Losing fat doesn’t necessarily mean losing weight. You want to make sure you’re still maintaining or building upon your muscle mass to achieve that ‘toned’ look, rather than the ‘empty sack of potatoes’ look. It’s taken years of trial and error for us to begin recognising what works with our bodies and we still continue to learn. So, when it comes to offering advice, we like to stick to the staple secrets…

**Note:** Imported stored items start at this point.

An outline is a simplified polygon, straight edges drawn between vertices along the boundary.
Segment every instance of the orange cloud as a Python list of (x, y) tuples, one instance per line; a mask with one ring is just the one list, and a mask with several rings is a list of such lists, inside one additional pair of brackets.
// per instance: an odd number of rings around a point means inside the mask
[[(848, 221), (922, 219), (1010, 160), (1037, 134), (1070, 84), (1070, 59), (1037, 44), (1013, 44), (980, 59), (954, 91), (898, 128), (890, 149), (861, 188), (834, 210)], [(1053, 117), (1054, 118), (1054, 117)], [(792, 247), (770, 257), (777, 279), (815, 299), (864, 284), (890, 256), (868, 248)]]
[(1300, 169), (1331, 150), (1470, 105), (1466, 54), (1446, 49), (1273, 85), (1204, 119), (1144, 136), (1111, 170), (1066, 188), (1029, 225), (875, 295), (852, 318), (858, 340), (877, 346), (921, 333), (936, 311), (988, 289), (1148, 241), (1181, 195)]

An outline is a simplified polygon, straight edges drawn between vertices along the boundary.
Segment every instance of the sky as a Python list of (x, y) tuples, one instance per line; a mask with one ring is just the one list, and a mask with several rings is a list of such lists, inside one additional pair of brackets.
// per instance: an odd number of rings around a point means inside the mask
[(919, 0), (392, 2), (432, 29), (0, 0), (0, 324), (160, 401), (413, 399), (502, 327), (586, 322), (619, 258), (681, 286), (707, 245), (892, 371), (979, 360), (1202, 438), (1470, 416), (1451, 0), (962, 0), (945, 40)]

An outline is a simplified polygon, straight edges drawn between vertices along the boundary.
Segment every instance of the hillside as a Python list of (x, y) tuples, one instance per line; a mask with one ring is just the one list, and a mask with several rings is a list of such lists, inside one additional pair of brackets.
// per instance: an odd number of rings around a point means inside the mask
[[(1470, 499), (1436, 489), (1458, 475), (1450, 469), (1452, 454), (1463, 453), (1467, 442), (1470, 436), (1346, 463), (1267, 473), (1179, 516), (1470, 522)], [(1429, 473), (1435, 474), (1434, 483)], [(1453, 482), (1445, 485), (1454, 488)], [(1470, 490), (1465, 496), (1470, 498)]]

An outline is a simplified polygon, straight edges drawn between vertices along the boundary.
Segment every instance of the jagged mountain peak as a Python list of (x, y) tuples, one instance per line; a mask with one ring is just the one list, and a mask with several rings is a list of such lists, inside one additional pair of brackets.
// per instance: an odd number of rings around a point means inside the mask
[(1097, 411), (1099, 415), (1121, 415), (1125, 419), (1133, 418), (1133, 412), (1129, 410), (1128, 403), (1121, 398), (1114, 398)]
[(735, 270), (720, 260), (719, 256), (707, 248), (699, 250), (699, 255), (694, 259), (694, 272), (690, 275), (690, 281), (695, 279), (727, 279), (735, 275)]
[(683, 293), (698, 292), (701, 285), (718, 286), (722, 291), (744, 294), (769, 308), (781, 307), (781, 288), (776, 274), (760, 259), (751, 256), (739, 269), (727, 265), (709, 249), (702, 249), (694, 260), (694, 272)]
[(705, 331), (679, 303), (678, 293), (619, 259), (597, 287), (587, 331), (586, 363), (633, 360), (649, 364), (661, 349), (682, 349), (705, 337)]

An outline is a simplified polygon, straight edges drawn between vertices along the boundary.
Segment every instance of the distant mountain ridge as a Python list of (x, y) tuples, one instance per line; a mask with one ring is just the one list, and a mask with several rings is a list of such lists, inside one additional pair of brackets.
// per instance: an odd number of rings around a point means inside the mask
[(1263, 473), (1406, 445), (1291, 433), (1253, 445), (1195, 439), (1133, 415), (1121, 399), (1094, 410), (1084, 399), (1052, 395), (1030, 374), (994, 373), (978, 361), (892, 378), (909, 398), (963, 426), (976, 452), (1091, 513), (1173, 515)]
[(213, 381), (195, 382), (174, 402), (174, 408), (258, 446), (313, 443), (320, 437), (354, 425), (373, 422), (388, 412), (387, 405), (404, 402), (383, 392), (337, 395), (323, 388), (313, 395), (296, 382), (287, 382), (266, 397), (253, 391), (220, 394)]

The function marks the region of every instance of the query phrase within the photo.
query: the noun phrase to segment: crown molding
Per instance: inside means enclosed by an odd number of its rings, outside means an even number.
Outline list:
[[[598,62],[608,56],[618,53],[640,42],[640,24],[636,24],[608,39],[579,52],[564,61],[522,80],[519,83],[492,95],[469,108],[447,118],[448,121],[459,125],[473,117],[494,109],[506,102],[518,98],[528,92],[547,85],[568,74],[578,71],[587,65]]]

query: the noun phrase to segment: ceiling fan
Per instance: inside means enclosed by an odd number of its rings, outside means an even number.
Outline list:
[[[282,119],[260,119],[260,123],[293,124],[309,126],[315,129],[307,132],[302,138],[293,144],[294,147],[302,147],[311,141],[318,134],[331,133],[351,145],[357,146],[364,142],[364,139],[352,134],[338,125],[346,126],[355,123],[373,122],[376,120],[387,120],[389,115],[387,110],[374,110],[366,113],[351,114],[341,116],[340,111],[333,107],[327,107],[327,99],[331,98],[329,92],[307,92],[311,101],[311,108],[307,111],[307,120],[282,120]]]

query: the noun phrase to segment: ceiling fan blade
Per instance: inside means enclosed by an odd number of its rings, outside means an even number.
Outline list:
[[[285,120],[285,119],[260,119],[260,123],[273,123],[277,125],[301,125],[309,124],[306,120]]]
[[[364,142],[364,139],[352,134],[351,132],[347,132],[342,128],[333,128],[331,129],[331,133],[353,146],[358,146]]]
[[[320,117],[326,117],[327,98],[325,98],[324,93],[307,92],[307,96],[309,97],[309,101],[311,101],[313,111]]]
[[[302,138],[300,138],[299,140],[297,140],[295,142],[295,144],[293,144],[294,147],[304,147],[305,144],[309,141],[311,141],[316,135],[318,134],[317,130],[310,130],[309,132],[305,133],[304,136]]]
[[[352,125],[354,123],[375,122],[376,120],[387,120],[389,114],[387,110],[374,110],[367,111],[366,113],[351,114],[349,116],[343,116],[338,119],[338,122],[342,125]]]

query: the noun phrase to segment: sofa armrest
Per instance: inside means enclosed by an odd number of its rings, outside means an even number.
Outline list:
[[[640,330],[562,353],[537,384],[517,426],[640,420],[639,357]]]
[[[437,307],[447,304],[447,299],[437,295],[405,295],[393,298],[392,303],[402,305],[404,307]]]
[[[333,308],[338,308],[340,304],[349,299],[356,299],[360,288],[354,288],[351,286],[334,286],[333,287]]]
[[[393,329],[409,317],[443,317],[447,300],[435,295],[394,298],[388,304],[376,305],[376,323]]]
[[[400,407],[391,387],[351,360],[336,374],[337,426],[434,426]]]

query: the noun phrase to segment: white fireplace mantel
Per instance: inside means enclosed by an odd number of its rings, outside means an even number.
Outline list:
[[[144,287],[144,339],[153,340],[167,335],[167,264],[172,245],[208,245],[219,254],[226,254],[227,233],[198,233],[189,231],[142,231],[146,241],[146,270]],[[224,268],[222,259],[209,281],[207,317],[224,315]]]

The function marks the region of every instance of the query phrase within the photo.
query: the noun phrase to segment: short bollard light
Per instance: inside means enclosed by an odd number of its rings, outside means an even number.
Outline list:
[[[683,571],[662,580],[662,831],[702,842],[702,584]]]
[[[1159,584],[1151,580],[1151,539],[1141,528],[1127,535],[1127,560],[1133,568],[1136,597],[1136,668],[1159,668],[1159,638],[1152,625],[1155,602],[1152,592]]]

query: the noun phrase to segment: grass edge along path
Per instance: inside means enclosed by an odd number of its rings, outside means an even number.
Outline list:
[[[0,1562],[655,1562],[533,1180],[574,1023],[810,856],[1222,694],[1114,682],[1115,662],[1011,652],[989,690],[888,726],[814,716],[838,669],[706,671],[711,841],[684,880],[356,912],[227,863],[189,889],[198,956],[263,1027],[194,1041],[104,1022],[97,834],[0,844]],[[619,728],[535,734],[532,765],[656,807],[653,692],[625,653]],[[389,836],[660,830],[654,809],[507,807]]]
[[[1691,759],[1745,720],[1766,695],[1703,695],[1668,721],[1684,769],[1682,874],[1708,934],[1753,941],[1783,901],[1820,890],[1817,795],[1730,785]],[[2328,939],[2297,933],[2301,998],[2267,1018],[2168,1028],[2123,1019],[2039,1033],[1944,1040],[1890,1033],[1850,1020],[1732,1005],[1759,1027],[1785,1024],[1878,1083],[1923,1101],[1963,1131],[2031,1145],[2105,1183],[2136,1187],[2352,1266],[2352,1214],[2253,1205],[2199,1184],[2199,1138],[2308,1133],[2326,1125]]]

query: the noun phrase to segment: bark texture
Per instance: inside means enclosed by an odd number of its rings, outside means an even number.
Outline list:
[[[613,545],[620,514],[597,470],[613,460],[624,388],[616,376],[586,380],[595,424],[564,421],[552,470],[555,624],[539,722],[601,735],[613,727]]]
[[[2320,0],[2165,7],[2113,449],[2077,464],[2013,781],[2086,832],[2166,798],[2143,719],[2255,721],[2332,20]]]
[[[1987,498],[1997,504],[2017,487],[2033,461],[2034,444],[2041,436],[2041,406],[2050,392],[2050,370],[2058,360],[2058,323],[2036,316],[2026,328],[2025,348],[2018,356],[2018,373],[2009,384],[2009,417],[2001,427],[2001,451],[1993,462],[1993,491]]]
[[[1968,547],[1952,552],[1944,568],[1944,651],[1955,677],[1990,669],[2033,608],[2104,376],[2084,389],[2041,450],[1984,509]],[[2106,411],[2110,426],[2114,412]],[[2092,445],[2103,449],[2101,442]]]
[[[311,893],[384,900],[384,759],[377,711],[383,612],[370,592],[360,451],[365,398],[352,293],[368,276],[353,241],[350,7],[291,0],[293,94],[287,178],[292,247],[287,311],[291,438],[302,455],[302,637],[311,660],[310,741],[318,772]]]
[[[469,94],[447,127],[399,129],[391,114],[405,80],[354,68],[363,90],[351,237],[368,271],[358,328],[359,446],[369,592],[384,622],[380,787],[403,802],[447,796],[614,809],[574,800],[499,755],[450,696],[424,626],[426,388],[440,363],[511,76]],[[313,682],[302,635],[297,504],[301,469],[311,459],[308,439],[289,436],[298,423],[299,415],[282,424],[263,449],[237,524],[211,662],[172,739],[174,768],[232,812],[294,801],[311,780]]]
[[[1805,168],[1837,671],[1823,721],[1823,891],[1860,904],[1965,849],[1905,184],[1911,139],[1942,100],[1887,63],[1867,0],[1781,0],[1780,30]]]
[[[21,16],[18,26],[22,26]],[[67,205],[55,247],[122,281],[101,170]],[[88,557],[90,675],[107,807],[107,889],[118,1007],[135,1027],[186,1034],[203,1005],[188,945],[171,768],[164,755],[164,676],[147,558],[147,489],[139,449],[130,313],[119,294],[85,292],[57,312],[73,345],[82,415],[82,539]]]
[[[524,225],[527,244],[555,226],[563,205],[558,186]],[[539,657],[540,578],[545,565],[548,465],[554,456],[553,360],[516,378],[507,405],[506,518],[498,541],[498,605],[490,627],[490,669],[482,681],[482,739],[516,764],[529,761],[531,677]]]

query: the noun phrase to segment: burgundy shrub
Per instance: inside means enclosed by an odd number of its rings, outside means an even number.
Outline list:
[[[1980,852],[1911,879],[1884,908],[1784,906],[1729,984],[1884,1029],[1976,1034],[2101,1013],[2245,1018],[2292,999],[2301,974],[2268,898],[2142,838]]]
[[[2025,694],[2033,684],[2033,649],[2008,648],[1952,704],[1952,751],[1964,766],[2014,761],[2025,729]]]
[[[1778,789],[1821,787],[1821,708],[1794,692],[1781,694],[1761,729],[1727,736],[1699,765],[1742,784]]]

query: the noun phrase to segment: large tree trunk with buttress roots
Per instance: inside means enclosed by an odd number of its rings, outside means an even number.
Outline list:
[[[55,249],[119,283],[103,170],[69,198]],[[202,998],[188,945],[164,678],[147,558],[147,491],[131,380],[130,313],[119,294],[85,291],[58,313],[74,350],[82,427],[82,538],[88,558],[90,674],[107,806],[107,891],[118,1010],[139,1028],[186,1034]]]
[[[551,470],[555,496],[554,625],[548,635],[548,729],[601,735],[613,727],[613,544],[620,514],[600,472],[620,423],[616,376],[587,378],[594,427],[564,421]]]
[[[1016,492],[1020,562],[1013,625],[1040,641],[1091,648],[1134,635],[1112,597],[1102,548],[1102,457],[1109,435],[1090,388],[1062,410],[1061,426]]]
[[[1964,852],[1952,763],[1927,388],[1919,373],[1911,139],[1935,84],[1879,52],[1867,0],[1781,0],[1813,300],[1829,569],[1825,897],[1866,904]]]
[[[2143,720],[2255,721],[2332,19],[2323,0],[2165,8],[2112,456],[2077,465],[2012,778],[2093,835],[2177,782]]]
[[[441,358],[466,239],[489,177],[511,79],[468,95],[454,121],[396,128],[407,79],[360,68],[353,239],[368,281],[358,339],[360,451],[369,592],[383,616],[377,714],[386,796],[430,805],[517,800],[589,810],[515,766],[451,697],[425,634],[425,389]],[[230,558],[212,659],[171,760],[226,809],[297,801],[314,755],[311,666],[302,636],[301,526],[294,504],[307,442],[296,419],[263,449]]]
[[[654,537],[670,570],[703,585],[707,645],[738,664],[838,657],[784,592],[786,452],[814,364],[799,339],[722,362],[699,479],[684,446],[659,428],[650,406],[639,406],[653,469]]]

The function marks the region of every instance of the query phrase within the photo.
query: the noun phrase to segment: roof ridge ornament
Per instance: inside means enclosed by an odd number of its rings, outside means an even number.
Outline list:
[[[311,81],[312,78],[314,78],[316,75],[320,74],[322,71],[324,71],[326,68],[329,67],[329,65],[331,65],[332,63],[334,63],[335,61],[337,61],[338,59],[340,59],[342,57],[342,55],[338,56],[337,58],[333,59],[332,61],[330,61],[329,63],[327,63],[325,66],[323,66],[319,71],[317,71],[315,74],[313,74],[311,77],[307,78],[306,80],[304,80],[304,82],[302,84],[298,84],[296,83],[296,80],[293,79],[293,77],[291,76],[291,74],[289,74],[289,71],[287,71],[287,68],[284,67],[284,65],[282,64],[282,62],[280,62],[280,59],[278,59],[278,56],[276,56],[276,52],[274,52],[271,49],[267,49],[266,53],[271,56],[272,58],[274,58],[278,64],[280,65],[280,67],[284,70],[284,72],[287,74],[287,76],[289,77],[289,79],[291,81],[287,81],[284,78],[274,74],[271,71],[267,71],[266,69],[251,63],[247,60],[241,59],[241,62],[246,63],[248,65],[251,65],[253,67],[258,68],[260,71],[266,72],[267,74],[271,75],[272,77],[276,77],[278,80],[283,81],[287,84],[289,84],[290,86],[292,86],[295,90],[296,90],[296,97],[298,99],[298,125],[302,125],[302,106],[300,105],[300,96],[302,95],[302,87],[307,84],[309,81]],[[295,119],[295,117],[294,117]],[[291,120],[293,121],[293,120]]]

1. MAKE SURE YOU’RE GETTING ENOUGH IN
But please don’t see this as an excuse to devour endless slices of cake – it’s got to be the good stuff! If you’re under eating your body will drop muscle and store fat due to going into ‘starvation mode’. It’s not energy efficient to have excess muscle, so when your body doesn’t have enough energy to maintain it’s muscle your body will simply break it down as a form of fuel.
2. EAT YOUR BREAKFAST
Your mother was right. You must start the morning as you mean to go on. There have been endless studies to prove weight loss and concentration are greater in those who eat a good breakfast in comparison to those who skip it.
Yes, diet is very important but participating in regular physical activity helps boost your metabolism. As an added bonus, when you exercise you tend to eat better as the desire to fuel your body efficiently is greater.
4. PLAN YOUR POST WORKOUT FOOD
If you know you don’t have time for a meal after your workout make sure you take a healthy snack with you. This will stop you binging on whatever you get your hands on when you finally have time to sit down and eat. We suggest a KIN Nutrition protein shake, peanut butter and honey on rice cakes, or a banana with almond butter as the perfect post workout snacks.
5. DON’T MISTAKE YOUR THIRST FOR HUNGER
Before reaching for that spur of the moment digestive biscuit ask yourself the question we dread to… ‘Am I really hungry?’. Drink a large glass of water and if you still have the munchies afterwards make a sensible snack choice.
6. DON’T DITCH FOOD GROUPS
Carbs, fat and proteins are all vital for our body to function. Carbohydrates are your body’s primary source of fuel, without them you will feel sluggish and lethargic. Fats are your body’s secondary source of fuel and they help to transport nutrients around the body. Proteins are made up of amino acids nicknamed ‘the building blocks of life’. These make up a HUGE amount of your body, from your muscles right down to your hormones.
7. SET SHORT TERM GOALS
Set small, realistic weight loss goals throughout your journey. Don’t just aim for your end weight, body fat percentage, dress size etc. Set physical goals in between to help reach your end target. For example, sign up to a 10km run, or aim for a set number of press ups.
8. HOP OFF THE SAD STEP
There are many ways to monitor your weight loss journey. If you’ve just started exercising then scales are the last thing you’ll want to go by, as this process will encourage the body to gain muscle mass and therefore weight. This does not mean you are getting fat, it means you are getting strong. Muscle is denser than fat and shows up higher on the scales. We think one of the best ways to track progress is to take photos (no you don’t have to post them all over your Instagram, you can keep them to yourself if you wish). As the BodyCoach would say…’throw away the sad step!’.
9. DON’T TRADE BINGE EATING AND EXERCISE
‘Oh it’s OK if I eat 5 slices of the birthday cake in the office, I’ll just do a triple spin class this evening’. Just have one slice, make sure the rest of your meals are on point and follow your normal exercise routine. Over exercising will make you tired, and cause you to fatigue quicker in your workouts later in the week.
10. ENJOY IT
What a wonderful process it is building the body of your dreams. Celebrate your achievements along the way and don’t forget to reward yourself every now and again. Moderation is key!